А неквалифицированная рабочая сила пригодилась тогда, когда пришло время затягивать гайки до упора. Казалось, позади самое трудное, а эта работа неожиданно потребовала от всех полной отдачи. Для удлинения плеча рычага в ключ вбили пустотелую стальную трубку и налегали на неё изо всех сил. Если гайка не проворачивалась больше ни у кого, за ключ брался Бармин. Обычно ему удавалось сделать ещё пол-оборота, и на этом можно было ставить точку.
Закончили, молча уселись кто куда, выжатые. Бармин принёс термос, налил каждому по чашке горячего чаю.
— Двужильный ты, док, — с невольным уважением сказал Филатов. — Тебе не клистирами командовать, а подъёмным краном работать.
— Да, не пожелал бы я хлюпику вроде тебя встретиться со мной в тёмном переулке, — охотно согласился Бармин. — Витамины нужно кушать, детка, зубки на ночь чистить, проказник ты этакий! И старших слушаться. Тогда вырастешь большой, толстенький и румяный.
Прикрыв глаза и расслабившись, Семёнов вспомнил о том, как приехал когда-то на побывку к родителям и на редкость удачно и своевременно заболел: не случись того приступа аппендицита, так бы и не познакомился с Барминым и вместо Саши был бы сейчас на Востоке кто-то другой. А нужен был именно Саша, и никакой замены ему Семёнов не видел. Удачно…

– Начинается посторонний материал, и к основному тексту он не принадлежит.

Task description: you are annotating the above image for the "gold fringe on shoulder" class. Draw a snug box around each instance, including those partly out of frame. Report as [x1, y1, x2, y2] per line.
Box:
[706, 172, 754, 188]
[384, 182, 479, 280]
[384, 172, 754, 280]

Поймал себя на том, что засыпает, встряхнулся и зябко повёл плечами. Правильно сказал Амундсен: единственное, к чему нельзя привыкнуть, — это холод. Ничего, скоро согреемся.

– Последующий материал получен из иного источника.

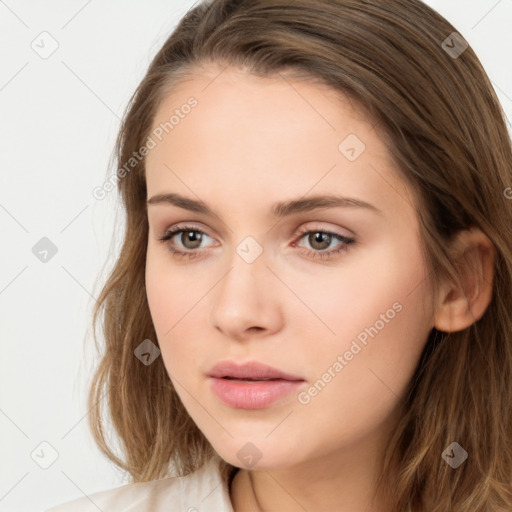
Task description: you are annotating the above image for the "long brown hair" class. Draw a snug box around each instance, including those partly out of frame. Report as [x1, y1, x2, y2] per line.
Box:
[89, 0, 512, 512]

Пока механики монтировали на крышке цилиндров стойки коромысел, форсунки и другие детали, Бармин прочистил авиационную подогревальную лампу. С её помощью натаяли воды в баках и перелили в ёмкость, потом проветрили помещение, подтащили оба аккумулятора для стартёрного запуска, и Дугин подключил их к клеммам стартёра.

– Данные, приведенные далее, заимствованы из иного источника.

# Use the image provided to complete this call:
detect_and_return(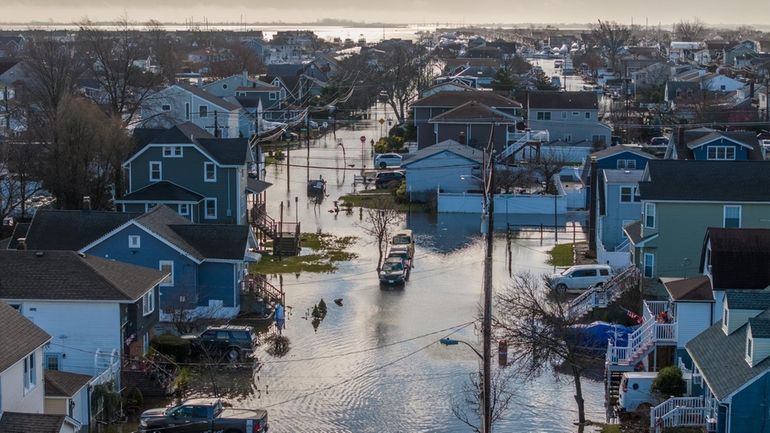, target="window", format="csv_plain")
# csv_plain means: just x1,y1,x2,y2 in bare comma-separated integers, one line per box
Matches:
163,146,182,158
158,260,174,287
644,253,655,278
24,352,37,394
203,198,217,220
644,203,655,229
706,146,735,161
203,162,217,182
722,206,741,229
620,186,634,203
150,161,163,182
142,286,154,316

— Всё проверил? — спросил Семёнов.
— Кажись, всё, Николаич, можно запускать.
— Ничего не забыли?
Дугин развёл руками.
Ощущая сильное волнение, Семёнов покосился на товарищей, столпившихся у дизеля. Все замерли, неотрывно глядя на кнопку стартёра.
— Давай, что ли, — хрипло сказал Филатов.
Дугин посмотрел на Семёнова и вдавил большой палец в кнопку.
— Да запускай же! — прикрикнул Семёнов.
Дугин отпустил и снова нажал на кнопку, потом ещё и ещё.
Стартёр не работал.
Белов
Стоковый ветер с купола свирепствовал третьи сутки. В дома, которые ещё со времён Первой экспедиции занесло многометровой толщей снега, свист пурги не доходил, там было тихо и спокойно, и лишь неизбежные, три-четыре раза в день вылазки в кают-компанию заставляли обитателей Мирного проклинать опостылевший стоковый ветер. Впрочем, двадцать пять метров в Мирном — это ещё не пурга: далеко ходить никому не нужно (разве что за мясом на холодный склад, что на седьмом километре, там есть аварийный запас), метеоплощадка, аэрология и прочая наука — под рукой, и если соблюдать элементарные требования техники безопасности, такая пурга особых хлопот не доставляет. Ну расчищать двери, выходы из тамбуров нужно, радиозонды с удвоенной осторожностью запускать и к барьеру близко не подходить, чтобы не свалиться в море. Другое дело, если задует по-настоящему, метров на сорок — пятьдесят в секунду; здесь уже всякие шутки в сторону, в двух шагах от дома можно погибнуть. Когда на станцию обрушивались такие ураганы, жизнь замирала. Люди выходила на свежий воздух при крайней необходимости и только в связке, передвигались, держась за леера и по прибытии на место немедленно докладывались дежурному. Многого недосчитывались в Мирном после такого разгула стихии. Ветром опрокидывало столбы электропередачи, гнуло антенны, уносило за тридевять земель всё, что плохо лежало, а однажды ураган, переваливший за двести километров в час, сорвал с мертвяков самолёт ИЛ-12 и утопил в море его обломки.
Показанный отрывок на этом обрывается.